Les combats entre les troupes en République démocratique du Congo et les rebelles du M23 dans l’est du pays ont repris vendredi après que le groupe armé a déclaré qu’un accord de cessez-le-feu entre les dirigeants africains “ne les concerne pas vraiment”.

Malcolm Webb d’Al Jazeera a rapporté de Kilimanyoka, à l’extérieur de Goma dans l’est de la RDC, que des combats se poursuivent dans l’ouest du territoire du M23, autour de Chumba, Swagara et Bwiza. Des sources militaires ont déclaré à Webb que le M23 “se renforce, fait venir plus de combattants, plus d’armes” avant la date limite de 16h00 GMT pour un cessez-le-feu.

Le groupe M23 dirigé par des Tutsi mène sa plus grave offensive depuis 2012 dans l’est de la RDC, déstabilisant une zone où de multiples groupes armés se disputent les terres et les ressources depuis des décennies.

La cessez-le-feu La médiation entre les dirigeants africains dans la capitale angolaise, Luanda, a appelé mercredi au retrait des rebelles des “zones occupées” et à leur “retrait sur leurs positions d’origine”.

Mais Lawrence Kanyuka, porte-parole politique du M23, a déclaré jeudi à l’agence de presse AFP que : « Le M23 a vu le document sur les réseaux sociaux… Personne n’était au sommet. [from M23] donc ce n’est pas notre affaire… Normalement, un cessez-le-feu est entre les deux parties belligérantes.

Selon l’accord de mercredi, la Force régionale d’Afrique de l’Est déployée à Goma « utilisera la force » pour évincer les rebelles si ceux-ci refusent d’arrêter les combats.

Webb d’Al Jazeera, rapportant jeudi près de la ligne de front, a déclaré: “Les troupes kenyanes sont arrivées ici ces dernières semaines, ont commencé à dégager le terrain pour leur premier poste militaire sur le terrain qui est situé juste au nord de la ville de Goma … Les soldats de la paix de l’ONU sont ici aussi.”

Il a déclaré qu’en l’absence d’un cessez-le-feu, les gens attendaient de voir “si la présence de davantage de troupes étrangères empêchera de nouvelles avancées du groupe armé”.

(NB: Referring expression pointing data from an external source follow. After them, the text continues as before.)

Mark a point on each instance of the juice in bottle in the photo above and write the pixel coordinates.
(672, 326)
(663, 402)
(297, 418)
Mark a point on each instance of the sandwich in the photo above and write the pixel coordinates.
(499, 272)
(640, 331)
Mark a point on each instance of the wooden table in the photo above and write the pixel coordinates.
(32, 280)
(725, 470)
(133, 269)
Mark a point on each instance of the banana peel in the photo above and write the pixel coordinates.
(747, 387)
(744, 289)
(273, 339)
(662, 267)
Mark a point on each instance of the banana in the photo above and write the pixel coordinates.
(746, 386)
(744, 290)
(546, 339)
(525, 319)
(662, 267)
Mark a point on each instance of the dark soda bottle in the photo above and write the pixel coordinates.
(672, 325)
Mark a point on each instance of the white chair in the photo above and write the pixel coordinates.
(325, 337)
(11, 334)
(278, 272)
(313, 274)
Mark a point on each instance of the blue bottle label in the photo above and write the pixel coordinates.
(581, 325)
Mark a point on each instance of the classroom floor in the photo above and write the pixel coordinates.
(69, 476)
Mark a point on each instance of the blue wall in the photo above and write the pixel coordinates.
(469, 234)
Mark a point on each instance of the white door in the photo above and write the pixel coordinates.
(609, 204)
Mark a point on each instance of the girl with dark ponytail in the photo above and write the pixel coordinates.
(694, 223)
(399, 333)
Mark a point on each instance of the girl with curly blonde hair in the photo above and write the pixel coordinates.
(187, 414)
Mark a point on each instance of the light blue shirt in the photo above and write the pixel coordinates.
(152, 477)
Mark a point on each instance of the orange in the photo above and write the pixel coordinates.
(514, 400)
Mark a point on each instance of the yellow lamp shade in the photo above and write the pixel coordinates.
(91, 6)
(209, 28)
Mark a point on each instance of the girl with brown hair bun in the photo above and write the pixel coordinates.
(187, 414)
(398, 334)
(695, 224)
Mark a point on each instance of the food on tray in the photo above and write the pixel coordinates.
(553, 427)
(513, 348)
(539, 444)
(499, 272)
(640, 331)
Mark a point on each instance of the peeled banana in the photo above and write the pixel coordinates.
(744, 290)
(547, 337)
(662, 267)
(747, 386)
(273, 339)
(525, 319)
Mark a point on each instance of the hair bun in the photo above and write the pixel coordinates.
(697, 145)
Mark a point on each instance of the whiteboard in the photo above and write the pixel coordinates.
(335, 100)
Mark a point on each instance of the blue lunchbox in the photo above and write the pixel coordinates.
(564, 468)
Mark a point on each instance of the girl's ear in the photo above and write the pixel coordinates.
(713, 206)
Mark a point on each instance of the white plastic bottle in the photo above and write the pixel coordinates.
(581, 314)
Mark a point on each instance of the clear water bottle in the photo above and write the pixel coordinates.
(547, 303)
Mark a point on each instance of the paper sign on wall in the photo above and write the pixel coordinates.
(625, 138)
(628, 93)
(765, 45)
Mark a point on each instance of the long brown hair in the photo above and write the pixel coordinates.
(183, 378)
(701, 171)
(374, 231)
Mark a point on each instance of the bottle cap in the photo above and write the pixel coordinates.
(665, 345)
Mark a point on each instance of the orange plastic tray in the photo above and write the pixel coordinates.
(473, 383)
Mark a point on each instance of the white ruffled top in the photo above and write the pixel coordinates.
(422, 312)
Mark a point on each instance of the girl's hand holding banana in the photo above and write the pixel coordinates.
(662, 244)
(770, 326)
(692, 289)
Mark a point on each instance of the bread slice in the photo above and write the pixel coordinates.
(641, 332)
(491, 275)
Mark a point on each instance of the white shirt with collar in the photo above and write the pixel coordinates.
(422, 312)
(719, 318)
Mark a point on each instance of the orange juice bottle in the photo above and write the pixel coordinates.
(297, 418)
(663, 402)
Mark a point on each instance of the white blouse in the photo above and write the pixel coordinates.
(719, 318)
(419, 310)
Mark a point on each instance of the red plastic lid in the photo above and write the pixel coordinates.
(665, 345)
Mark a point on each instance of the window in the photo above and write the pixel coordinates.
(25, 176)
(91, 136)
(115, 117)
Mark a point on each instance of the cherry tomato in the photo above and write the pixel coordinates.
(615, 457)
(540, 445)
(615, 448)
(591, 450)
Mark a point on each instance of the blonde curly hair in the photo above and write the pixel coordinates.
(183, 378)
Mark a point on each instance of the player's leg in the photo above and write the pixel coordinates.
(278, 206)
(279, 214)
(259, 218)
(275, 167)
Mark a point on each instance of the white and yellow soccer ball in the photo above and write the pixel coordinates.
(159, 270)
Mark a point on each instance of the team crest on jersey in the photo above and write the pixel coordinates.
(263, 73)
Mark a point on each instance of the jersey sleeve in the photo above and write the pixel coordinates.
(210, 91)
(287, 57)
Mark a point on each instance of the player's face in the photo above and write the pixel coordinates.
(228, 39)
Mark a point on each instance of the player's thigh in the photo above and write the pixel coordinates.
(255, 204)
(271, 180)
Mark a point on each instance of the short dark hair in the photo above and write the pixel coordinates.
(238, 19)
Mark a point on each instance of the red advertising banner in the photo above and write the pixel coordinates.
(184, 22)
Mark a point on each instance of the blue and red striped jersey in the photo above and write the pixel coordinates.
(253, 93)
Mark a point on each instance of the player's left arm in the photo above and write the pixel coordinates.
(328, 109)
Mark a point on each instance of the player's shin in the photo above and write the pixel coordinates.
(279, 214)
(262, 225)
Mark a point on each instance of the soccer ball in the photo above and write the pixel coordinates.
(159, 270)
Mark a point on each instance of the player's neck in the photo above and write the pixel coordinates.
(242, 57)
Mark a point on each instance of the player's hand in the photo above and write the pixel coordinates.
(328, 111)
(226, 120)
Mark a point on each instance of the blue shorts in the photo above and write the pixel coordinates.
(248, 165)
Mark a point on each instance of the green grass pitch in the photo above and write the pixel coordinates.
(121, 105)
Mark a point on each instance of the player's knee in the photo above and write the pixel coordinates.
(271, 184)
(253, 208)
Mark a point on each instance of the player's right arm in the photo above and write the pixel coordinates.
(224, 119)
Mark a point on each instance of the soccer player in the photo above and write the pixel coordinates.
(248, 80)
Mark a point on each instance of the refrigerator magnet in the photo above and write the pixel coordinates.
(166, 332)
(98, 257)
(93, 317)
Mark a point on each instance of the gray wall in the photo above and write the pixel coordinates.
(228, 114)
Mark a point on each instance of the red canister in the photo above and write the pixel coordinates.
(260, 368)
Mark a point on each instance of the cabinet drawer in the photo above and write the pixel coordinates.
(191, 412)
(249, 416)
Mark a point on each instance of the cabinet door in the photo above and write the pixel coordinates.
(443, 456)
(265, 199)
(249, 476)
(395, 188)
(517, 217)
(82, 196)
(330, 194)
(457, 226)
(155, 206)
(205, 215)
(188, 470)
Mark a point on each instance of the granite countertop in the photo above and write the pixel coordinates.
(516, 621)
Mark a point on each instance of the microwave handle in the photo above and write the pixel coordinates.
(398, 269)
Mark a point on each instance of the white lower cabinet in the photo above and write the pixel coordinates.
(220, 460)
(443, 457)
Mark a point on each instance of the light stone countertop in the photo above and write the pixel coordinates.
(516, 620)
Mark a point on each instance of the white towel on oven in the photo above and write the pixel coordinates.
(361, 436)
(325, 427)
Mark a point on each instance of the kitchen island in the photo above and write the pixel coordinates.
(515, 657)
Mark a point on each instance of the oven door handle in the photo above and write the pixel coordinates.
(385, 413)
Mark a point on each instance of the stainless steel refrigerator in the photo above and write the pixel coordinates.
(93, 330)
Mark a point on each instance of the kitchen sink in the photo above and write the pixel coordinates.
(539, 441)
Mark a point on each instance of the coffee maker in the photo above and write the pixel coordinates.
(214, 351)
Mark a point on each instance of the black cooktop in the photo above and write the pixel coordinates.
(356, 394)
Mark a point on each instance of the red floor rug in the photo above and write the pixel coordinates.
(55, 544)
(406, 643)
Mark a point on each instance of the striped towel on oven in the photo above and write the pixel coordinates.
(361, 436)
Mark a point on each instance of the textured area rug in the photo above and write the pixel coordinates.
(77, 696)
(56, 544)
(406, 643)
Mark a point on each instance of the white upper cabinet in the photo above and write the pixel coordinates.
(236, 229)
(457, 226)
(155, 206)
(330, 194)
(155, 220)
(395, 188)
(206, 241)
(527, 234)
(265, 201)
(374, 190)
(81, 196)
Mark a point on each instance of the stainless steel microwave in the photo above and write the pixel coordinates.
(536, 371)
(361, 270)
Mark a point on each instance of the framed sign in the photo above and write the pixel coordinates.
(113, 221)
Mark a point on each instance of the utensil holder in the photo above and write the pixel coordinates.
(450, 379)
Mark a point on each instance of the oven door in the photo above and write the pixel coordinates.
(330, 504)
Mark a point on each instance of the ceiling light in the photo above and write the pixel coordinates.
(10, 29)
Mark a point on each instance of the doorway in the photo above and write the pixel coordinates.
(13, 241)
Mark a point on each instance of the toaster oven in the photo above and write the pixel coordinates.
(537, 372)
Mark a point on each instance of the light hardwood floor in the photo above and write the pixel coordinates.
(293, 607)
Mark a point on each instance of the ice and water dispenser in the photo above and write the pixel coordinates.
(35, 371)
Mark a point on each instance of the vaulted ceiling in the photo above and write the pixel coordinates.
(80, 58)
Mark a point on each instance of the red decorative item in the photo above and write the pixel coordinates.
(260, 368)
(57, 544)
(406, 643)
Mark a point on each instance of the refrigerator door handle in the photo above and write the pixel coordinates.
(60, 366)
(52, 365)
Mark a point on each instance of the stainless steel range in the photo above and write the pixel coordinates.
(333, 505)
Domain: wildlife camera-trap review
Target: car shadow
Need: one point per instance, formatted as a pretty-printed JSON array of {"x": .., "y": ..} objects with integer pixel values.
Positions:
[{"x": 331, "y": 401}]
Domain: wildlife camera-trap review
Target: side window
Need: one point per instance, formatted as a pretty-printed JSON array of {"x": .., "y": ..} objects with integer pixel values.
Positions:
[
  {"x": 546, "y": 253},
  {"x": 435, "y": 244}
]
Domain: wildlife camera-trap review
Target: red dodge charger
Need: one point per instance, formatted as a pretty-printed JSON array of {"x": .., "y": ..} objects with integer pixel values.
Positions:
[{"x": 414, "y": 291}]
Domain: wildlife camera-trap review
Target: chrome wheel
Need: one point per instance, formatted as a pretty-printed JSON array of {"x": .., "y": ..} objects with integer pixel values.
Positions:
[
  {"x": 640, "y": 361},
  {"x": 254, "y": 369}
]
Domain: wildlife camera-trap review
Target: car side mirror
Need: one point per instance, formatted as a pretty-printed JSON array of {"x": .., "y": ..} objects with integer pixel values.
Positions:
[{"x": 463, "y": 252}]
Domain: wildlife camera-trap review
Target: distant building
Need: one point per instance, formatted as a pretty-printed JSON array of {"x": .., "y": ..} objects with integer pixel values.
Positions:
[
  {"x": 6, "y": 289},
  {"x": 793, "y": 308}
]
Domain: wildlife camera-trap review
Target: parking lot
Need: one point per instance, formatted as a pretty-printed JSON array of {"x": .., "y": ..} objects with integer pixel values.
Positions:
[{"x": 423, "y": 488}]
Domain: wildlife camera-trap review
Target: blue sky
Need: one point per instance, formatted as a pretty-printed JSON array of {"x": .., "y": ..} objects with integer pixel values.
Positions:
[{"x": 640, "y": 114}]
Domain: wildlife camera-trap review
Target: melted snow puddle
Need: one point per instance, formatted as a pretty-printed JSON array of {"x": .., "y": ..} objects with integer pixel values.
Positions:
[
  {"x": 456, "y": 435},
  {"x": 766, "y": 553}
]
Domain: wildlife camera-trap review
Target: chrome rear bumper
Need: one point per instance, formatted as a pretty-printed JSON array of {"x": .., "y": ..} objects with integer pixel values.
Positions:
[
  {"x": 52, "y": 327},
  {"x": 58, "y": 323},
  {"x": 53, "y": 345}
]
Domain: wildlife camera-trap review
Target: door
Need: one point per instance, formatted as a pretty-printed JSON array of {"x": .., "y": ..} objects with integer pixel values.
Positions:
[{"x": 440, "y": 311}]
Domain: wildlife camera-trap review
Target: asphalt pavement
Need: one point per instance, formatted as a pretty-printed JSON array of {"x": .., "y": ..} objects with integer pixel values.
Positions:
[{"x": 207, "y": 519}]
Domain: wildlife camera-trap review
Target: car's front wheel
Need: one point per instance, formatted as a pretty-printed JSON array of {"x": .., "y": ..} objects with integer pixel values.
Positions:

Des milliers de personnes ont été déplacées ces dernières semaines alors que l’armée congolaise luttait pour endiguer l’avancée du M23. Beaucoup se sont réfugiés dans et autour de Goma, à environ 20 kilomètres (12 mi) de la ligne de front, que les rebelles ont brièvement capturée en 2012 avant d’être repoussée l’année suivante.

Manifestations à Goma

Jeudi, des centaines de personnes ont également défilé à Goma pour protester contre le cessez-le-feu parce qu’il ne répond pas au soutien présumé du Rwanda au groupe M23.

Les manifestants ont traversé le centre-ville derrière des banderoles dénonçant “le silence et l’ambiguïté” de la communauté internationale face aux massacres organisés “à travers le Rwanda”.

« Ces accords et ces sommets ne nous intéressent pas. Ce qui nous intéresse, c’est la paix et la sécurité”, a déclaré à l’agence de presse Reuters le militant civil et chef de la contestation John Banyene.

La marche s’est terminée aux consulats français et britannique, où Banyene a lu un mémorandum demandant aux puissances étrangères d’imposer des sanctions au Rwanda et à l’Ouganda pour leur implication présumée dans le M23.

“Ces gens ont déjà organisé tant de sommets en RDC qui n’ont pas abouti à une solution”, a déclaré à Reuters le manifestant Placide Nzilamba.

La RDC accuse le Rwanda de soutenir le M23, bien que le Rwanda le nie. Les Nations Unies ont déclaré en août qu’elles disposaient de “preuves solides” que les troupes rwandaises avaient combattu aux côtés du M23 ; les États-Unis et l’Union européenne ont appelé le Rwanda à cesser de soutenir le groupe.

La recrudescence des combats a entraîné une rupture diplomatique entre la RDC et le Rwanda. Les dirigeants africains sous les auspices de l’ancien président kenyan Uhuru Kenyatta négocient dans la crise.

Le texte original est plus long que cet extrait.